Trecho de O triste fim de Policarpo Quaresma, 1915.

TEXTO XI

E era agora que ele chegava a essa conclusão, depois de ter sofrido a miséria da cidade e o emasculamento da
repartição pública, durante tanto tempo! Chegara tarde, mas não a ponto de que não pudesse antes da morte travar
conhecimento com a doce vida campestre e a feracidade das terras brasileiras. Então pensou que foram vãos aqueles
seus desejos de reformas capitais nas instituições e costumes: o que era principal à grandeza da pátria estremecida, era
uma forte base agrícola, um culto pelo seu solo ubérrimo, para alicerçar fortemente todos os outros destinos que ela
tinha de preencher.
Demais, com terras tão férteis, climas variados, a permitir uma agricultura fácil e rendosa, este caminho estava
naturalmente indicado. [...]
Abriu a porta; nada viu. Ia procurar nos cantos, quando sentiu uma ferroada no peito do pé. Quase gritou.
Abaixou a vela para ver melhor e deu com uma enorme saúva agarrada com toda a fúria à sua pele magra. Descobriu a
origem da bulha. Eram formigas que, por um buraco no assoalho, lhe tinham invadido a despensa e carregavam as
suas reservas de milho e feijão, cujos recipientes tinham sido deixados abertos por inadvertência. O chão estava negro,
e carregadas com os grãos, elas, em pelotões cerrados, mergulhavam no solo em busca da sua cidade subterrânea. [...]
Quis afugentá-las. Matou uma, duas, dez, vinte, cem; mas eram milhares e cada vez mais o exército
aumentava. Veio uma, mordeu-o, depois outra, e o foram mordendo pelas pernas, pelos pés, subindo pelo seu corpo.
Não pôde aguentar, gritou, sapateou e deixou a vela cair.

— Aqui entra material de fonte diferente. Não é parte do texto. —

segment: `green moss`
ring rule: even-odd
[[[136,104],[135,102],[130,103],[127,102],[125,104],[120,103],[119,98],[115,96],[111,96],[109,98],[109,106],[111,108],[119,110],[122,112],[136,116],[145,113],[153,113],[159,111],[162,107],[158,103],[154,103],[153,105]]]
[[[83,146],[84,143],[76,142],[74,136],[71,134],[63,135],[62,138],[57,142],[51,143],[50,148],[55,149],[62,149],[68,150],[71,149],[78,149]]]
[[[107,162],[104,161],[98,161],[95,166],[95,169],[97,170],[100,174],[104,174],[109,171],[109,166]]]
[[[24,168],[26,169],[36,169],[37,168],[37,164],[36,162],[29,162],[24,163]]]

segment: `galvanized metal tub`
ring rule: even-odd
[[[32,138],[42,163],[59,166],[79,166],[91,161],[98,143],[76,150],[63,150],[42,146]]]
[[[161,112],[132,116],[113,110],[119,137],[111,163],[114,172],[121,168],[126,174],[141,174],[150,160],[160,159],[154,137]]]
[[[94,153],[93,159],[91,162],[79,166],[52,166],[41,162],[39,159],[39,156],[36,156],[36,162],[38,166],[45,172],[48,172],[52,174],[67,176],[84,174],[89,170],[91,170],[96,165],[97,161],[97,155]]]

Trecho de O triste fim de Policarpo Quaresma, 1915.

TEXTO XII

Desde dezoito anos que o tal patriotismo o absorvia e por ele fizera a tolice de estudar inutilidades. Que lhe
importavam os rios? Eram grandes? Pois que fossem… Em que lhe contribuiria para a felicidade saber o nome dos
heróis do Brasil? Em nada… O importante é que ele tivesse sido feliz. Foi? Não. Lembrou-se das suas coisas de tupi,
do folklore, das suas tentativas agrícolas… Restava disso tudo em sua alma uma satisfação? Nenhuma! Nenhuma!
O tupi encontrou a incredulidade geral, o riso, a mofa, o escárnio; e levou-o à loucura. Uma decepção. E a
agricultura? Nada. As terras não eram ferazes e ela não era fácil como diziam os livros. Outra decepção. E, quando o
seu patriotismo se fizera combatente, o que achara? Decepções. Onde estava a doçura de nossa gente? Pois ele não a
viu combater como feras? Pois não a via matar prisioneiros, inúmeros? Outra decepção.
A sua vida era uma decepção, uma série, melhor, um encadeamento de decepções. A pátria que quisera ter era
um mito; era um fantasma criado por ele no silêncio do seu gabinete. Nem a física, nem a moral, nem a intelectual,
nem a política que julgava existir, havia.

Trecho de O triste fim de Policarpo Quaresma, 1915.